Mielnicki worked with sanitized weights and resistance bands with Freddy Caruso, his strength and conditioning coach, in Caruso’s backyard five times a week. And he ran around the neighborhood — wearing a mask — to keep his stamina up.

While all the training has helped him stay in shape, Mielnicki hasn’t fought since his four-round unanimous decision victory over Corey Champion (1-2) on Feb. 22.

“Ring rust is ring rust for real,” Salaam said. “So not fighting is a problem. But god willing, he’s going to jump in there just like he was riding his bike.”


THIS FIGHT WEEK will be far different from Mielnicki’s last one, when he fought on the undercard of Tyson Fury’s TKO of Deontay Wilder. Mielnicki loved the atmosphere, from the bright lights to the thousands of fans in attendance at the weigh-ins.

This week, the teen has been sequestered in a bubble in Los Angeles with his father, coach, and strength and conditioning coach. The new normal features coronavirus testing and safety precautions.

“People need to understand that you got to get comfortable with fighting in front of people,” Bradley said. “… Because that is what you have to deal with, emotions, the pressure that goes along with the bright lights. That is what is going to suck for a lot of fighters, especially on the come-up right now.

“Mielnicki is one of those guys that needs those fans around, and the more he fights, the more that people are going to start following him. He needs to get comfortable in front of these large crowds. He’s not going to have any crowds now.”

Mielnicki has been passing time this week watching old fights of Roberto Duran and the classic Diego Corrales-Jose Luis Castillo battle from 2005.

Mielnicki believes his training has prepared him for this unique moment. While he admitted he missed feeding off the energy of other boxers while training in a busy gym, Mielnicki got accustomed to boxing with no one else around.

“In this fight, I’m not going to have fans in the crowd,” Mielnicki said. “It’s just going to be me and my opponent. So, getting used to being alone, it was not difficult.”

In some ways, Mielnicki might be a mentally tougher fighter than the one who left Las Vegas in February.
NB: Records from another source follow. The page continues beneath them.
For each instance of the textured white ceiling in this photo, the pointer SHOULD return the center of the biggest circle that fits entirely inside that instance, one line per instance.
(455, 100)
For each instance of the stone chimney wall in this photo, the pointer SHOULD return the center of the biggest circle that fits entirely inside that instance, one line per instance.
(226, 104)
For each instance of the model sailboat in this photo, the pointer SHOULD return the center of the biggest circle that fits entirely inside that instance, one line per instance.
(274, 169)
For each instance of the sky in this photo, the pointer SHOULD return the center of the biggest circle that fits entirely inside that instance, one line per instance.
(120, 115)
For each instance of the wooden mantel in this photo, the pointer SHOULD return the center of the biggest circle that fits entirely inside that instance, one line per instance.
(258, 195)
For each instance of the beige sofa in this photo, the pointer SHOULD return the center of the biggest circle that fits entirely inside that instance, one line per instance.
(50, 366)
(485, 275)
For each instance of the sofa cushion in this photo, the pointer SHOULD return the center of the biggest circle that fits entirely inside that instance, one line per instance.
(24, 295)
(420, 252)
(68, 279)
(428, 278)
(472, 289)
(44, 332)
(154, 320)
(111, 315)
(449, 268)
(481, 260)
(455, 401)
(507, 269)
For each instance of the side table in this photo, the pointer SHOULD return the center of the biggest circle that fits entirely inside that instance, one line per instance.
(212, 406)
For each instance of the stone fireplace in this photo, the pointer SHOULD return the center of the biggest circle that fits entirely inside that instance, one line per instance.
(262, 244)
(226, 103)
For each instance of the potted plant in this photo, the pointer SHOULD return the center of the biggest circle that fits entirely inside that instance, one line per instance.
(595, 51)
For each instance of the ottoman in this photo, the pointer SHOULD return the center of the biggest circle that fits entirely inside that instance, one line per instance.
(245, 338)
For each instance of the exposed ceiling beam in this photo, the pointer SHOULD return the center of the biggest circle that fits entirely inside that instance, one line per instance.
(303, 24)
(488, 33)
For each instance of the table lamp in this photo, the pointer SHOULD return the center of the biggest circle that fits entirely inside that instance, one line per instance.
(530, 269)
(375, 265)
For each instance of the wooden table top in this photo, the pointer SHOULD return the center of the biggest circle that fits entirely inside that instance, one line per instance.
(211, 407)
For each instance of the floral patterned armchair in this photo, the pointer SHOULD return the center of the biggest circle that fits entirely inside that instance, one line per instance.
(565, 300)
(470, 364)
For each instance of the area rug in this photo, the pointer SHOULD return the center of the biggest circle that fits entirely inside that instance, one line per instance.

Like many other teenagers, he has spent the past five months adapting mentally to social distancing, no easy feat since that meant isolation from friends during a formative time in his life.

Almost exactly one month after graduating from high school, Mielnicki steps back into the ring ready for the next chapter of his life. The Mielnicki camp is hyping this fight as “Graduation Time.”

“It’s going to be great,” Mielnicki said. “All my hard work that I’ve been doing these past few months, it’s going to pay off. I’m going to show everyone what I’ve been working on. Just everything is going to come together that night.”